The retail industry has moved in fits and starts over the past several years, with brick-and-mortar businesses striving to keep up with the revolution in e-commerce. For shoe specialist DSW (NYSE: DSW), 2017 was full of high points and low points, and the key holiday season loomed large in how the company would build momentum toward the beginning of 2018.
Coming into Tuesday's fiscal fourth-quarter financial report, DSW investors were looking to see solid gains in an effort to bounce back from a tough third quarter. The shoe retailer's results turned out to be even better than most had anticipated, and it believes that strategic moves should help it refocus even more successfully in the coming year. Let's look more closely at DSW and what its latest results say about its future.
Image source: DSW.
DSW bounces back
DSW's fourth-quarter results were a breath of fresh air from the retailer. Sales climbed 7% to $720 million, which was a bit less than investors had expected. Yet adjusted net income of $30.5 million soared by 90% from year-ago levels, and the resulting $0.38 per share in adjusted earnings bested the consensus forecast among those following the stock for $0.27 per share.
Some one-time impacts affected the company's reported results. The fourth quarter in 2017 had an extra week compared to 2016's period, and that added $35.6 million to revenue, or about 5 percentage points of sales growth. It also boosted earnings by $0.06 per share. Conversely, tax reform dealt DSW a blow of about $10.1 million, with the revaluation of deferred tax assets costing the retailer more than it got back in the last month of the quarter from the lower corporate tax rate on income.
Fundamentally, DSW made some progress toward a recovery. Comparable sales were higher by 1.3%, reversing the year-ago 7% plunge and providing investors with some encouragement about how the holiday season went. More successful sourcing of inventory and fewer promotional markdowns helped boost gross margin by 1.5 percentage points, and operating expenses were down slightly as a percentage of sales thanks to cost control measures that DSW put in place.

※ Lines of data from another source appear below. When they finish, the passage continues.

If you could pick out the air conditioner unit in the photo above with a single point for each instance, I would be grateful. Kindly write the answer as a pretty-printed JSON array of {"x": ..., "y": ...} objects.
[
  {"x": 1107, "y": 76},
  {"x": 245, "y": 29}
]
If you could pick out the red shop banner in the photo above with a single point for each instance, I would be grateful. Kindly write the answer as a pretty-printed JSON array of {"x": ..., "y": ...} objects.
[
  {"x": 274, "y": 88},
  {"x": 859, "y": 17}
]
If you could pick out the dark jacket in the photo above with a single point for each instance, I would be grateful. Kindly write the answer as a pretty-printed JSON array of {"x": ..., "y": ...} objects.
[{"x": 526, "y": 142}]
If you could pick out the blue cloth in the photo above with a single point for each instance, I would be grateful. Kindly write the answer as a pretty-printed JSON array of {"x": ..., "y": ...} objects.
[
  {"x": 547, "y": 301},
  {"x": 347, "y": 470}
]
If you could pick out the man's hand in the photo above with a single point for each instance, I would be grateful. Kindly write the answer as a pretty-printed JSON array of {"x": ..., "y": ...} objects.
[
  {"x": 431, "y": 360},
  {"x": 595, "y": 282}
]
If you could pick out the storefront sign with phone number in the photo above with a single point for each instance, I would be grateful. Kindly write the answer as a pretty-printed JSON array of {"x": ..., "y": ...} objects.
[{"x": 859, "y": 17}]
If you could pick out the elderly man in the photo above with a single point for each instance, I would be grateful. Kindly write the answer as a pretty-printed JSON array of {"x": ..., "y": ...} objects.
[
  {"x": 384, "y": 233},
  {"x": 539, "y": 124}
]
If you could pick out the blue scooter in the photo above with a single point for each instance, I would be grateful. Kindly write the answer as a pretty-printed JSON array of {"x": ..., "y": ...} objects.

DSW noted many of the milestones it reached during the year. Digital demand hit its highest level in nine years, and 2017 was the first year of rising operating profit and earnings per share since 2013. Expansion of concepts like the Power 35 and DSW Kids were important for DSW's overall business strategy, and a new store design along with tech-enhanced capabilities point toward a brighter future. Meanwhile, the continued contraction in the Affiliated Business Group segment went according to plan, even as comps were favorable for the unit.
CEO Roger Rawlins was happy with how 2017 turned out. "Our initiatives drove comparable sales growth and strong margin improvement at the DSW segment this quarter," Rawlins said, and "the sales inflection at our Power 35 locations, including our Lab store where we have introduced an elevated warehouse experience, prove our initiatives are gaining traction." The CEO also sees its efforts as helping to provide a possible roadmap for future sales growth.
What's next for DSW?
Perhaps the biggest strategic move for DSW was its decision to exit the Ebuys business. After having gone through an evaluation of alternatives for the business, DSW pulled the plug and took a one-time charge to cover the liquidation of it. The retailer expects liquidation to be complete in early 2018, helping it put Ebuys behind it and instead focusing more of its attention on its core business.
At first glance, DSW's fiscal 2018 guidance didn't look all that spectacular, but it's important to keep some key adjustments in mind. Full-year revenue will likely fall 1% to 3%, but that includes both the exit of Ebuys and the impact of having one less week in the 2018 fiscal year. Adjusting for those factors, revenue should rise 2% to 4%. DSW expects earnings growth of 4% to 14%, coming in at $1.52 to $1.67 per share on an adjusted basis. Those numbers are roughly in line with the consensus forecast among those following the stock, although it's not entirely clear to what extent they had factored in strategic moves.
DSW rewarded shareholders with a dividend boost. Citing tax reform and other cash flow-enhancing measures, the shoe retailer will now pay $0.25 per share on a quarterly basis, up 25% from its previous payout.
DSW investors celebrated the results, and the stock jumped 7% in the first hour of trading following the announcement. There's still further to go on the road to recovery for the shoe retailer, but DSW has put all the elements in place to support continued improvement in the year to come.